IBM Threat Index 2026
44% more attacks via public applications
The 'X-Force Threat Intelligence Index 2026' from IBM shows a significant increase in AI-supported cyber attacks. In 2025, 40% of the incidents observed worldwide began with the exploitation of vulnerabilities. Europe was the third most common target region with a 25% share.
According to the report, the number of attacks that began with the exploitation of publicly accessible applications increased by 44%. The main causes were a lack of authentication controls and AI-assisted vulnerability scans. Globally, the exploitation of vulnerabilities was the most common cause of security incidents in 2025, accounting for 40%.
Mark Hughes, Global Managing Partner for Cybersecurity Services at IBM, said: "Attackers are not reinventing playbooks, they are accelerating them with AI".
Ransomware groups increase by 49
The number of active ransomware and extortion groups rose by 49% year-on-year. At the same time, the number of publicly disclosed victims increased by around 12%. According to X-Force, these are increasingly smaller, short-lived groups that are difficult to identify. Lower market entry barriers, reused leaked tools and AI-supported automation are contributing to this development.

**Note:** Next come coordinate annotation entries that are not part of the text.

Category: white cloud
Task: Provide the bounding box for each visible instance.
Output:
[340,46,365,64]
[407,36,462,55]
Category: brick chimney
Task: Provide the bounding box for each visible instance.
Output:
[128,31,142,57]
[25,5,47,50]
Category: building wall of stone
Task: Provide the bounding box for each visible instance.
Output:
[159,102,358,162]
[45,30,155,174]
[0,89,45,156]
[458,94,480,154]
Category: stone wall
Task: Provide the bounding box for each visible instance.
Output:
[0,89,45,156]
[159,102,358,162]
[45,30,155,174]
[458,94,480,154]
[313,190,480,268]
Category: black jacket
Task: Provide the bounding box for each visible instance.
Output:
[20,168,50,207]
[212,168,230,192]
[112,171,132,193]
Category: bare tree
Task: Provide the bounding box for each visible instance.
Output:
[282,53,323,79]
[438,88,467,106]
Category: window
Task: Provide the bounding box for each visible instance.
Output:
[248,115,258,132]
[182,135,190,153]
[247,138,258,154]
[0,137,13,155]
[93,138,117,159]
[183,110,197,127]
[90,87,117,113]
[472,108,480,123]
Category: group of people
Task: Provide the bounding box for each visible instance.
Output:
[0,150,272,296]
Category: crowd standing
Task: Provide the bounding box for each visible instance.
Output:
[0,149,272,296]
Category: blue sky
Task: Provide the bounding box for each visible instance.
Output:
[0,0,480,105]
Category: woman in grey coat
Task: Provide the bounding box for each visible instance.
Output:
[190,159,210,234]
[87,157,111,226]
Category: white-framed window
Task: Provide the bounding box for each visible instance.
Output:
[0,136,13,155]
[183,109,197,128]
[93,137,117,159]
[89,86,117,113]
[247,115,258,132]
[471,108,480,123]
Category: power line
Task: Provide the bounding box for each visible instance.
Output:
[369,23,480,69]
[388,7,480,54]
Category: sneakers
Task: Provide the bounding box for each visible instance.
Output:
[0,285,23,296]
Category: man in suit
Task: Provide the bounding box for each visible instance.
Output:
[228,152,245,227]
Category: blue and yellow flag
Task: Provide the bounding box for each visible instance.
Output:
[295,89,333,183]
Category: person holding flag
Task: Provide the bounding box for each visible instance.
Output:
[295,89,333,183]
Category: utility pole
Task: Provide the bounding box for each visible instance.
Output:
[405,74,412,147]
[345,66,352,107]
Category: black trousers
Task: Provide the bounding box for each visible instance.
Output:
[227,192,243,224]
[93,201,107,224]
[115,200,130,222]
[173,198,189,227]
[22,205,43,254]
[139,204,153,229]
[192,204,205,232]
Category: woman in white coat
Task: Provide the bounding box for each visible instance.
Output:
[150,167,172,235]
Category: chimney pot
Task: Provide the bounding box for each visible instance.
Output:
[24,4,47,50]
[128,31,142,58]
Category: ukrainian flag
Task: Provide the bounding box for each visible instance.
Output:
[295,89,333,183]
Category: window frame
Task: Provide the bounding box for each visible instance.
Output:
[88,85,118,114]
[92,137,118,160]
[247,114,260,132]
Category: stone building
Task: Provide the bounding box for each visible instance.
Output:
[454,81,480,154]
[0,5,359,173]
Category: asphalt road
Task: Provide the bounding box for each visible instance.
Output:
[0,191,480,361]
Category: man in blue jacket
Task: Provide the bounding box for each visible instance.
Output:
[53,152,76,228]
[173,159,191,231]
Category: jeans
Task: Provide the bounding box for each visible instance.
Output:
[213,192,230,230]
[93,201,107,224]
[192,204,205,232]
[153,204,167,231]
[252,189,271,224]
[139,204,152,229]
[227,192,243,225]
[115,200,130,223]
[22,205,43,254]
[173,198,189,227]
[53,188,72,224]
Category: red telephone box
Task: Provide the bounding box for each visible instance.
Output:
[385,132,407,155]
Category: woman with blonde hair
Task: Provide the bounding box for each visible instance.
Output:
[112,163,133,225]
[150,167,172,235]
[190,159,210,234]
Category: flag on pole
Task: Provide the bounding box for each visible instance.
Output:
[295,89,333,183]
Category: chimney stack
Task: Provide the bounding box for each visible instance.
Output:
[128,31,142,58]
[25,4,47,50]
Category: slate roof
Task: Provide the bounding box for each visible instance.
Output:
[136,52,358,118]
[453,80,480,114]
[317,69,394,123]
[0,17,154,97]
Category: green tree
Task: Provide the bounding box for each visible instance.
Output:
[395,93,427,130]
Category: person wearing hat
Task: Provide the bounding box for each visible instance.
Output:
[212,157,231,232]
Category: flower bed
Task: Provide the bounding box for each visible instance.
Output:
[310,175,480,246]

Supply chains compromised four times more often
Since 2020, major compromises of supply chains and third-party providers have almost quadrupled. Attackers particularly exploited trust relationships and CI/CD automation in development environments and SaaS integrations. With the increased use of AI-powered programming tools, IBM expects further pressure on software pipelines and open source ecosystems in 2026.
Over 300,000 ChatGPT credentials exposed
Infostealer malware led to the disclosure of more than 300,000 credentials to the ChatGPT platform in 2025. The report points out that AI platforms thus have comparable identity risks to other central SaaS applications. In addition to account access, there are additional risks from the manipulation of expenses, exfiltration of sensitive data or the infiltration of malicious prompts.
Europe third most popular destination region worldwide
Europe was the target of 25% of the attacks investigated by IBM in 2025, putting it behind North America with 29% and the Asia-Pacific region.
In Europe, the exploitation of publicly accessible applications was the most common cause of attack at 40%. Malware was used in 43% of cases, the use of legitimate tools and unauthorized server access in 26% each. Credential harvesting was the most common cause of attack at 40%, followed by data leaks at 27% and data theft at 13%.
The financial and insurance sector was the most affected sector in 2025 with 39% of incidents, up from 18% in the previous year. Professional, business and consumer services fell from 38% to 18% in the same period. The manufacturing industry remained the most frequently attacked sector for the fifth year in a row, accounting for 27.7% of incidents observed worldwide.